Он кивнул вниз, в сторону Гайдесгайма, и Файнхальс увидел, что перед домом гробовщика стоит грузовая машина, в которую медленно влезают офицеры из финковского зала, можно было даже различить их ордена. Потом грузовик рванулся с места и покатил по дороге, обсаженной деревьями, на запад, туда, где уже не было войны…

– Говорят, американцы скоро наступать будут, – сказал Финк, – видели, сколько у них здесь танков?

– Надо полагать, Вайдесгайм долго не продержится, – усмехнулся Файнхальс. Финк кивнул.

– Да, теперь уж недолго осталось. Заходите к нам!

– Обязательно. Я у вас частым гостем буду.

– Очень приятно. Закурим?

Файнхальс поблагодарил, набил свою трубку, Финк дал ему огонька, и некоторое время они молча смотрели вниз, на цветущую долину; старик положил руку на голову внучонка.

– Пойду, – вдруг произнес Файнхальс, – пора! Домой хочу…

– Ступайте, ступайте спокойно, теперь уже не опасно.

Файнхальс протянул ему руку.

– Благодарю вас, – сказал он, посмотрев на старика. – До свидания, надеюсь – до скорого.

Он протянул руку и мальчику, ребенок задумчиво и чуточку недоверчиво посмотрел на него своими темными, продолговатыми глазами.

– Возьмите мою мотыгу, – сказал Финк, – так натуральней будет.

– Спасибо, – сказал Файнхальс, взял из рук Финка мотыгу и двинулся вниз по склону.

Сперва ему казалось, что он идет прямо к гробу, стоящему во дворе, спускается к нему по прямой. Все отчетливей и крупней, словно в фокусе бинокля, Файнхальс видел свежеобструганные доски, отливающие сочной желтизной, он резко свернул направо, прошел по окраине городка и смешался с толпой ребят, выбежавших из школы; с ними он прошел до городских ворот, потом один спокойно направился к трубе. Но ползти по трубе он раздумал, слишком уж утомительно, да и через топкие камыши продираться не хотелось; к тому же сразу бросится в глаза, если он войдет в деревню сначала с правой стороны, а потом покажется на левой. Файнхальс пошел напрямик через луга и огороды, а увидев метрах в ста от себя человека с мотыгой па плече, окончательно успокоился.

Возле трубы стоял американский пост – двое солдат. Оба сняли каски, курили и со скучающим видом смотрели на цветущие сады между Гайдесгаймом и Вайдесгаймом; они не обратили на Файнхальса никакого внимания, они стояли здесь уже три недели, и за последние две недели немцы не произвели по Гайдесгайму ни единого выстрела. Файнхальс спокойно прошел мимо, поздоровался, солдаты равнодушно кивнули в ответ.
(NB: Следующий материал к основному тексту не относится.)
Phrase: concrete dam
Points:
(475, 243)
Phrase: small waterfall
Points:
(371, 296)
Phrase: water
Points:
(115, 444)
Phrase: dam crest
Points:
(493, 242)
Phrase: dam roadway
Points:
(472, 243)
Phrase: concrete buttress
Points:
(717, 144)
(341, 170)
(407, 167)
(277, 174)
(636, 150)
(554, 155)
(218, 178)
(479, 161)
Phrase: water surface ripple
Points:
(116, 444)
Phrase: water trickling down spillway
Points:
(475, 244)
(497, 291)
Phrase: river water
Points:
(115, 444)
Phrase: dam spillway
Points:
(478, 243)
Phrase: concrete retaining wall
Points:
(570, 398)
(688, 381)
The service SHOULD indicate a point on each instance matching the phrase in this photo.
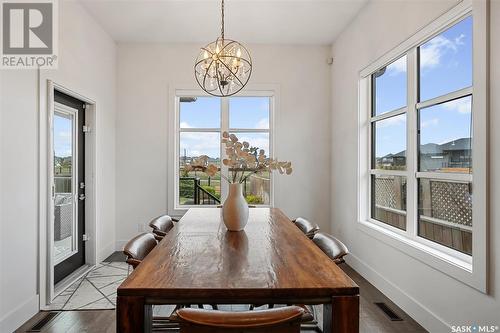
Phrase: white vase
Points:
(235, 208)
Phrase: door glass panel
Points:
(64, 207)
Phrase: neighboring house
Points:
(450, 155)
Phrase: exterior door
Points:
(68, 185)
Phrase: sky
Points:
(205, 112)
(445, 66)
(62, 136)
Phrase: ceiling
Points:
(250, 21)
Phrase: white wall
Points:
(432, 298)
(87, 65)
(145, 72)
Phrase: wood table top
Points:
(271, 259)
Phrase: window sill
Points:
(454, 267)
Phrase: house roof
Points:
(434, 148)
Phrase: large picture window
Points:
(421, 117)
(200, 124)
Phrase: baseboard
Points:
(18, 316)
(120, 244)
(105, 252)
(411, 306)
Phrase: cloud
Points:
(393, 121)
(197, 144)
(256, 140)
(432, 52)
(430, 122)
(461, 105)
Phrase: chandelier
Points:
(223, 67)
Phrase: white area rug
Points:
(94, 291)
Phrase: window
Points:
(443, 123)
(201, 121)
(423, 145)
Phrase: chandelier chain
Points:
(222, 21)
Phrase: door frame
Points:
(46, 176)
(64, 109)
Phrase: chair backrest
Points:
(278, 320)
(138, 248)
(161, 225)
(331, 246)
(306, 226)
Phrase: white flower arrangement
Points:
(242, 159)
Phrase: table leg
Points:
(131, 314)
(342, 315)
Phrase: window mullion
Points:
(224, 127)
(412, 145)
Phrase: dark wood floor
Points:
(372, 319)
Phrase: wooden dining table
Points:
(271, 262)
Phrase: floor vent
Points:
(387, 310)
(44, 321)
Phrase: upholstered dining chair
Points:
(161, 225)
(138, 248)
(331, 246)
(307, 227)
(279, 320)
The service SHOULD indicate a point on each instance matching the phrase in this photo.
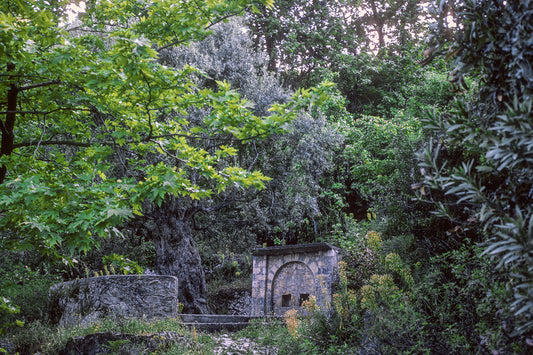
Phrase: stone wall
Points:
(285, 276)
(81, 301)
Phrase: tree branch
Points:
(38, 85)
(180, 41)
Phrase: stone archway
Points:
(293, 284)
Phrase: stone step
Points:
(213, 318)
(217, 327)
(219, 322)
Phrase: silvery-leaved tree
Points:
(94, 127)
(482, 157)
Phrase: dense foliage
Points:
(144, 122)
(490, 181)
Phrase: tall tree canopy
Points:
(93, 125)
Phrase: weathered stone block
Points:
(295, 273)
(81, 301)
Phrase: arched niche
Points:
(293, 283)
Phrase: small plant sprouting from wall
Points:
(121, 264)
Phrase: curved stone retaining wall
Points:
(80, 301)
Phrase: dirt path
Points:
(231, 346)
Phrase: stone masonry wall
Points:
(282, 275)
(81, 301)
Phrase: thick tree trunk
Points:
(176, 255)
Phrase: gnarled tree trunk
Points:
(176, 254)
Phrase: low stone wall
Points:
(81, 301)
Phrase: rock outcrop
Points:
(143, 296)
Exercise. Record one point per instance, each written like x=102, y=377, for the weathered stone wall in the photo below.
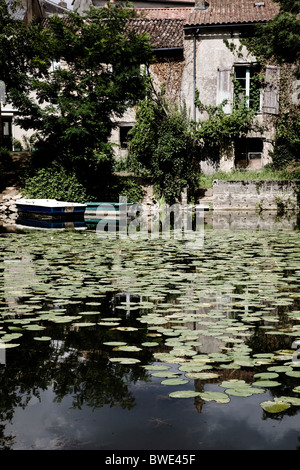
x=255, y=195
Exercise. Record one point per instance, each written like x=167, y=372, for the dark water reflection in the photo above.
x=67, y=394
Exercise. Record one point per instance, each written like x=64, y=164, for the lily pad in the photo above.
x=184, y=394
x=274, y=407
x=174, y=382
x=219, y=397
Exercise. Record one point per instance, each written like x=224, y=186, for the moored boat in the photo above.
x=45, y=209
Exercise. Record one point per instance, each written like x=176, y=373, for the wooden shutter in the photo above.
x=271, y=91
x=225, y=88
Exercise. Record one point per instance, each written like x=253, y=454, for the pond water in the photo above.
x=135, y=344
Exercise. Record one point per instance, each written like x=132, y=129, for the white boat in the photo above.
x=50, y=208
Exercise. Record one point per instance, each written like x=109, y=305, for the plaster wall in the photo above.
x=255, y=195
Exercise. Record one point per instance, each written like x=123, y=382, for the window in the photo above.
x=248, y=152
x=246, y=86
x=124, y=135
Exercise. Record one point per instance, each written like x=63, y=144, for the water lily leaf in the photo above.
x=129, y=348
x=42, y=338
x=174, y=382
x=184, y=394
x=124, y=360
x=266, y=383
x=202, y=375
x=219, y=397
x=8, y=345
x=266, y=375
x=272, y=407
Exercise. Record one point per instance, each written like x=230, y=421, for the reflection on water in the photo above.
x=85, y=324
x=226, y=219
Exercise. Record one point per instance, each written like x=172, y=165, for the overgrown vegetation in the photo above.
x=162, y=146
x=265, y=174
x=278, y=41
x=69, y=80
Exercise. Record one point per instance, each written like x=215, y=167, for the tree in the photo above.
x=279, y=38
x=69, y=78
x=162, y=146
x=279, y=41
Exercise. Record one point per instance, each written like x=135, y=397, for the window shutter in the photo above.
x=271, y=91
x=225, y=88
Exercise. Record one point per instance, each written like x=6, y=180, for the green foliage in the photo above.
x=219, y=129
x=72, y=106
x=279, y=41
x=266, y=174
x=279, y=38
x=54, y=183
x=5, y=159
x=129, y=188
x=162, y=146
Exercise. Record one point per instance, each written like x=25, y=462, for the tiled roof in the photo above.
x=164, y=33
x=219, y=12
x=165, y=13
x=234, y=11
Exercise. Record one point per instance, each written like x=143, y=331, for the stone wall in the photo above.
x=255, y=195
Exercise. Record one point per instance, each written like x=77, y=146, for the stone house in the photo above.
x=188, y=40
x=191, y=53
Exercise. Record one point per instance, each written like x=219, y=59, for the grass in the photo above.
x=265, y=174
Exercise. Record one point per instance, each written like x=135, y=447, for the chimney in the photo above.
x=200, y=4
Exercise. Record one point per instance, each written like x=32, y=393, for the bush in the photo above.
x=5, y=159
x=131, y=189
x=162, y=147
x=54, y=183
Ему оставалось идти еще минут десять, прямо через сады, потом налево, между домами Хойзера и Гоппенрата, потом немного пройти по главной улице – и он уже дома. Он думал, что по пути встретит кого-нибудь из старых знакомых, но на улице не было ни души, кругом стояла полнейшая тишина, лишь издалека доносился гул моторов, где-то проходила автоколонна. Стрелять как будто никто не собирался.

Еще утром он слышал предостерегающий голос войны – далекие разрывы снарядов, которые посылала через равные промежутки времени какая-то американская батарея.

С несказанной горечью думал он об Илоне: она ушла из жизни, бросила его в беде, она умерла, что ж, умереть – это проще простого. Ее место было рядом с ним, и на миг ему показалось, что она могла остаться в живых, если бы захотела. Но она поняла, что лучше не заживаться на свете, что не стоит жить ради кратких мгновений земной любви, когда есть иная, вечная любовь. Да, она многое поняла, куда больше, чем он, и он чувствовал себя покинутым, обманутым, зная, что вернется домой, будет жить без нее, будет читать, работать понемногу и молиться господу в утешение, нет, он не станет вымаливать у бога того, что бог не может дать, не может потому, что любит людей. Не станет он просить ни денег, ни удачи, ни прочих благ, которые помогают людям кое-как влачить существование – большинство людей кое-как проходит сквозь жизнь, кое-как проживет и он сам, будет строить дома, какие строит любой архитектор средней руки, не дано ему строить дома, каких другому не построить…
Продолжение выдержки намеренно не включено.